Hybrid-proper – this is where you have some speakers in the room, some speakers virtually, some attendees in the room and some attendees virtually, and some sponsors in the room and some sponsors virtually. A “proper” hybrid event takes a lot of event design and event planning to execute an event like this.

Multi-hub – on top of having live and virtual speakers and audiences, you have multiple real-life venues across different geographical locations. This takes a lot of technical production and know how.

Hybrid-Echo – live activity takes place and is recorded and then streamed for virtual viewing at a later time/date. That takes all of the risk-factor out of full hybrid but also takes a lot of the opportunities for engagement and community. It could be a good transitional step to trialling hybrid.

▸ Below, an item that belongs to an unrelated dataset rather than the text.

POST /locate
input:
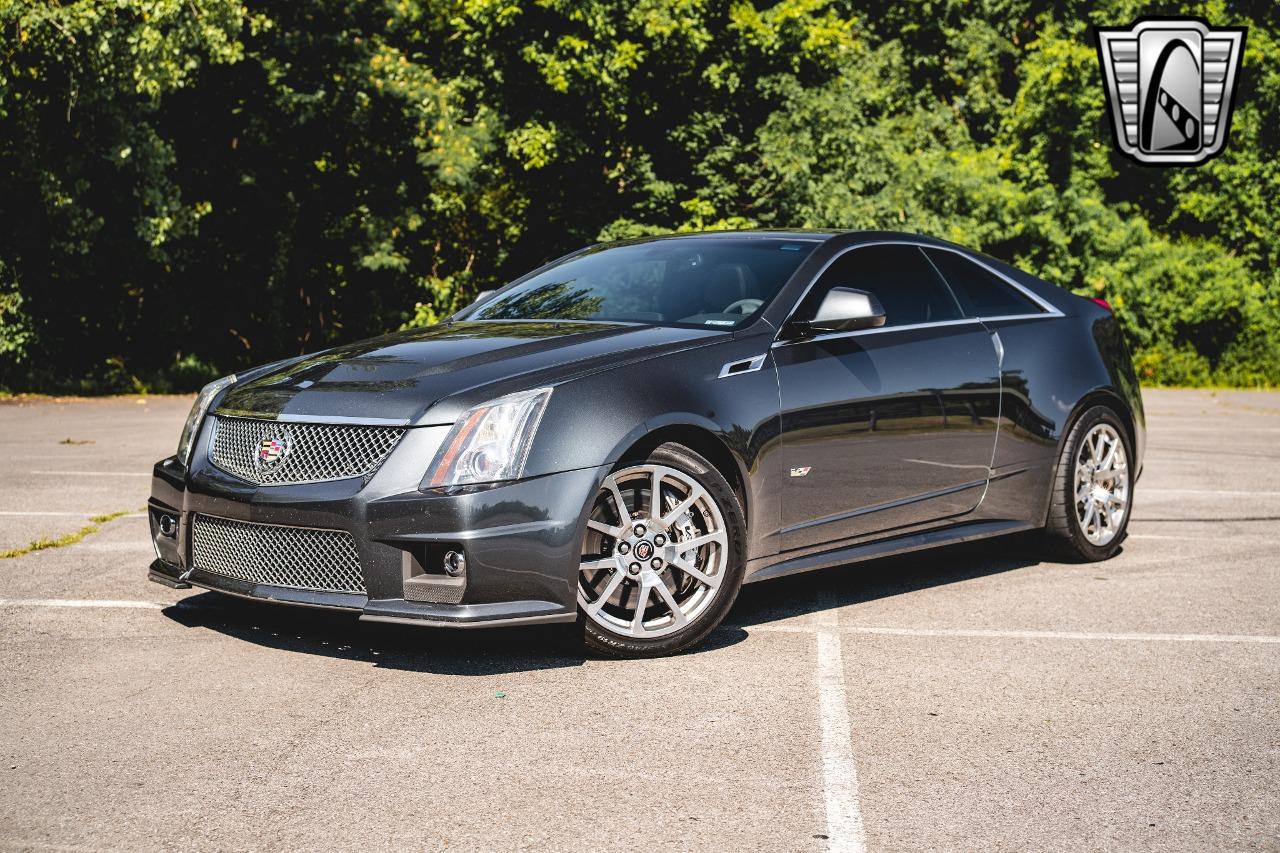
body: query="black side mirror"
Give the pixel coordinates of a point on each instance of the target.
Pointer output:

Researching event platforms

Lovatt said: “The most important thing is to work out your event goals first and understand your event audience and what they need and want. Once you’ve done that, you can put together the list of features you need in a platform, and only then, should you go and look for a platform.”

Bentil-Dhue agreed: “If you focus on the platform first, you can end up getting confused and there is a paralysis that happens as there are so many options available. You might end up wasting money because what you have invested in doesn’t serve your purpose. Nothing has really changed – you need to approach a virtual event in the same way you would have planned an in-person event. These are just tools that help you to achieve your event’s purpose….. The more complicated your event is, the harder it is to backtrack and try and make a platform fit what you want it to do. For example, one client had bought a platform that didn’t do multi-track, and yet they designed a whole multi-track event so then we had to customise the platform, which is much more complicated.”

What questions should you be asking?

“You need to understand how much customer support they are going to provide. Some platform providers are better than others. Ask how much support do you provide once we have paid for the licence? What does that support look like? Is that an email inbox? Is someone there who can help in a live event situation when something goes wrong?,” said Bentil-Dhue.

“Another key question to ask is are there any hidden costs? For example, some of the pricing structures don’t include streaming in their basic cost. If you want to have a branded break-out room, is there an additional cost. If you want to record your live streams – is there an additional cost?”

Lovatt added that data and analytics and security are also key areas to investigate. “Find out what security measures they have in place? Have they been through rigorous testing? What are they doing with your data? How are they keeping it secure?”